How Do I Avoid Overmixing My Pancake Batter?
Overmixing can lead to tough pancakes, so it’s important to mix gently. After combining the wet and dry ingredients, stop as soon as everything is just incorporated. It’s perfectly okay if there are a few lumps left in the batter. Remember, less is more!
- Use a spatula or a whisk and fold the dry ingredients into the wet ones. Be kind and gentle!
- Don’t stress about the lumps; they’ll disappear during cooking.
- Let the batter rest for 5-10 minutes. This allows the flour to hydrate and will make your pancakes fluffier.

How to Make Sourdough Discard Pancakes
Ingredients You’ll Need:
For the Pancake Batter:
- 1 cup sourdough starter discard (unfed starter)
- 1 cup all-purpose flour
- 1 cup milk (whole milk or any preferred milk)
- 1 large egg
- 2 tbsp sugar
- 1 tbsp baking powder
- 1/2 tsp baking soda
- 1/2 tsp salt
- 2 tbsp melted butter or vegetable oil, plus extra for the pan
- 1 tsp vanilla extract (optional)
For Serving:
- Blueberries or other toppings for garnish (optional)
- Maple syrup for serving
How Much Time Will You Need?
This recipe takes about 10 minutes to prepare and about 10 minutes to cook, making the total time around 20 minutes. You can whip up delicious pancakes quickly, perfect for a cozy breakfast or brunch!
Step-by-Step Instructions:
1. Mix the Wet Ingredients:
In a large mixing bowl, take the sourdough discard and whisk it together with the milk, egg, melted butter (or oil), and vanilla extract if you’re using it. Keep whisking until everything is well combined and smooth.
2. Combine the Dry Ingredients:
In a separate bowl, sift together the all-purpose flour, sugar, baking powder, baking soda, and salt. This step helps to aerate the flour and mix the leavening agents evenly.
3. Combine Wet and Dry Mixtures:
Now, gradually add the dry ingredients to the wet mixture. Stir gently until everything is just combined. Remember, it’s okay if there are still some lumps in the batter! Overmixing can lead to tough pancakes.
4. Heat the Pan:
Place a non-stick skillet or griddle on medium heat. Add a little butter or oil to lightly grease the surface so the pancakes don’t stick.
5. Cook the Pancakes:
Pour about 1/4 cup of batter for each pancake onto the skillet. Cook until you see bubbles forming on the surface and the edges look set, about 2-3 minutes. This is a good time to get excited because they’re almost ready!

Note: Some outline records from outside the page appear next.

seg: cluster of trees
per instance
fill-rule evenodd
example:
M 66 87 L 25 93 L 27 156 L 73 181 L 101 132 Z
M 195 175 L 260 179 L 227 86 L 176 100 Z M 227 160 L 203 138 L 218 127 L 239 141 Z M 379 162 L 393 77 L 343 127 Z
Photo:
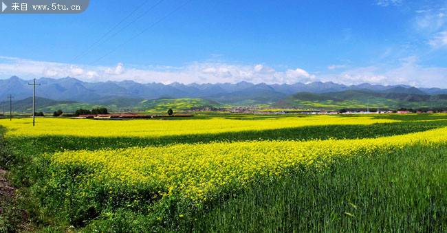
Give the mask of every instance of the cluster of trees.
M 45 115 L 43 114 L 43 112 L 42 112 L 42 111 L 39 111 L 39 113 L 38 112 L 34 112 L 34 115 L 35 116 L 45 116 Z
M 63 113 L 63 112 L 62 111 L 62 110 L 59 109 L 53 113 L 53 116 L 61 116 L 62 113 Z
M 89 109 L 78 109 L 75 112 L 75 114 L 76 115 L 89 115 L 89 114 L 109 114 L 109 111 L 106 108 L 98 108 L 98 109 L 93 109 L 91 110 Z

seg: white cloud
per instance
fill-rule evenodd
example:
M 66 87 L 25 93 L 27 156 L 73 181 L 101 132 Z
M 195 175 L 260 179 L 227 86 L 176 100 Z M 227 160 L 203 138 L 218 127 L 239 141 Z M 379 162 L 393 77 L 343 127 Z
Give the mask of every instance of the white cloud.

6. Flip and Finish Cooking:
Carefully flip the pancakes over and let them cook for another 1-2 minutes, until they are golden brown and cooked through. You can check one easily to make sure it’s fluffy and not doughy inside.
7. Serve and Enjoy:
Stack your fluffy pancakes on a plate. If you like, garnish them with fresh blueberries or your favorite toppings. Don’t forget to drizzle them generously with maple syrup!
8. Warm and Delicious:
These pancakes are best served warm. Gather your family or friends, dig in, and enjoy a delightful breakfast together!

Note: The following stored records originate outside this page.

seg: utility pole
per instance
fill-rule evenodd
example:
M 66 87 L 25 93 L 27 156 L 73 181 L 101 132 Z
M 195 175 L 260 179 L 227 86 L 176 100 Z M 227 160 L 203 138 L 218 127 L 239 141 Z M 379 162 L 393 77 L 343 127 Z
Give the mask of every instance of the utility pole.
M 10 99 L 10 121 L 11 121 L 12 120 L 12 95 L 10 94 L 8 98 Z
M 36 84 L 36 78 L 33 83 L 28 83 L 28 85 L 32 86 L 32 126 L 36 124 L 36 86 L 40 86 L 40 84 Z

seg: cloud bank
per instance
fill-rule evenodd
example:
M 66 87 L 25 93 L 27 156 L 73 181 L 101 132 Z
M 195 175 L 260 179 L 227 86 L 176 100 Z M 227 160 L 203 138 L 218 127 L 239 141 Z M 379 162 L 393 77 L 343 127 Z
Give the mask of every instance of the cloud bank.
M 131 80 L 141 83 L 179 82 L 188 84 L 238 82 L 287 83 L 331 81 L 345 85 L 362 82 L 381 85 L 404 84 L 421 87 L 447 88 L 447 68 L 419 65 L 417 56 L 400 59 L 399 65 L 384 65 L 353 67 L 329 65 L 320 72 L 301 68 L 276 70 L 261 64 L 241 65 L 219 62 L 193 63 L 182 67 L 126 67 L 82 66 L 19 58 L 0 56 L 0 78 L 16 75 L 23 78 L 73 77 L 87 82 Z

Can I Use Whole Wheat Flour Instead of All-Purpose Flour?
Absolutely! Whole wheat flour can be a great alternative for a nuttier flavor and added fiber. Just keep in mind that it may make the pancakes a bit denser, so you might want to mix it with a little all-purpose flour for lighter pancakes if preferred.

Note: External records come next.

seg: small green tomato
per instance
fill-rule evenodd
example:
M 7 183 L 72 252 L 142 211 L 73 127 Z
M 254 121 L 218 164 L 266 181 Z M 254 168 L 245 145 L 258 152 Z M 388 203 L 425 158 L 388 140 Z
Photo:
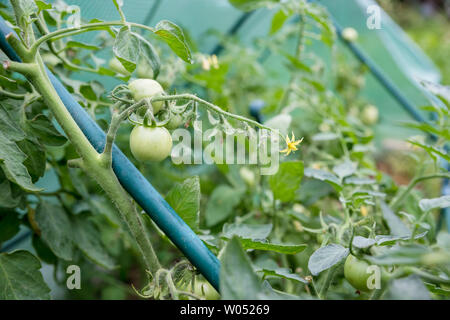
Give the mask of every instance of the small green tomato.
M 122 65 L 122 63 L 120 63 L 119 59 L 117 59 L 116 57 L 109 60 L 109 67 L 111 68 L 112 71 L 116 73 L 120 73 L 124 76 L 130 75 L 130 72 L 127 69 L 125 69 L 125 67 Z
M 374 125 L 378 122 L 378 108 L 373 105 L 366 106 L 361 114 L 361 120 L 367 125 Z
M 140 101 L 144 98 L 153 98 L 164 93 L 164 89 L 158 81 L 153 79 L 133 80 L 128 84 L 128 89 L 130 89 L 135 101 Z M 164 106 L 164 101 L 153 102 L 152 106 L 153 113 L 156 114 Z
M 369 264 L 365 261 L 358 260 L 353 255 L 349 255 L 344 264 L 345 279 L 355 288 L 361 291 L 370 291 L 367 287 L 367 279 L 371 273 L 367 272 Z
M 172 137 L 164 127 L 136 126 L 130 134 L 130 148 L 139 161 L 162 161 L 172 150 Z
M 342 38 L 348 42 L 355 42 L 358 40 L 358 31 L 353 28 L 345 28 L 342 30 Z
M 154 76 L 152 67 L 146 61 L 139 62 L 136 74 L 140 79 L 153 79 Z
M 183 117 L 179 114 L 175 114 L 172 118 L 167 122 L 166 128 L 169 130 L 175 130 L 183 123 Z

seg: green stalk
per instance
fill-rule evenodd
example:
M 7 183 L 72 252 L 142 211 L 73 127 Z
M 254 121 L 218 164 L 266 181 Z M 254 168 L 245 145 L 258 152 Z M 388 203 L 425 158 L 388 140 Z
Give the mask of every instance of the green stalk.
M 136 211 L 136 207 L 129 195 L 120 185 L 111 166 L 104 165 L 101 155 L 92 147 L 64 106 L 47 76 L 40 55 L 35 57 L 35 62 L 33 63 L 8 62 L 5 64 L 5 67 L 27 76 L 37 92 L 41 94 L 44 103 L 52 111 L 56 120 L 81 156 L 81 159 L 75 159 L 71 164 L 82 168 L 88 176 L 94 179 L 105 190 L 135 238 L 141 251 L 145 267 L 149 272 L 154 274 L 160 269 L 160 264 L 150 239 L 145 232 L 141 216 Z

Can I Make This Recipe Vegan?
Yes, you can easily make these pancakes vegan! Substitute the egg with a flax egg (1 tbsp ground flaxseed mixed with 2.5 tbsp water) and use plant-based milk and oil instead of dairy. The pancakes will still turn out delicious!
How Should I Store Leftovers?
If you have any leftover pancakes, place them in an airtight container in the fridge for up to 3 days. You can reheat them in the microwave or on a skillet until warmed through. For longer storage, freeze the pancakes in a single layer, then transfer to a zip-top bag for up to 2 months.
Can I Add Other Ingredients to the Batter?
Definitely! Feel free to mix in chocolate chips, nuts, or even shredded coconut into the batter for added flavor. Just be sure to keep the quantity reasonable so the pancakes still cook properly, about 1/4 cup should work well!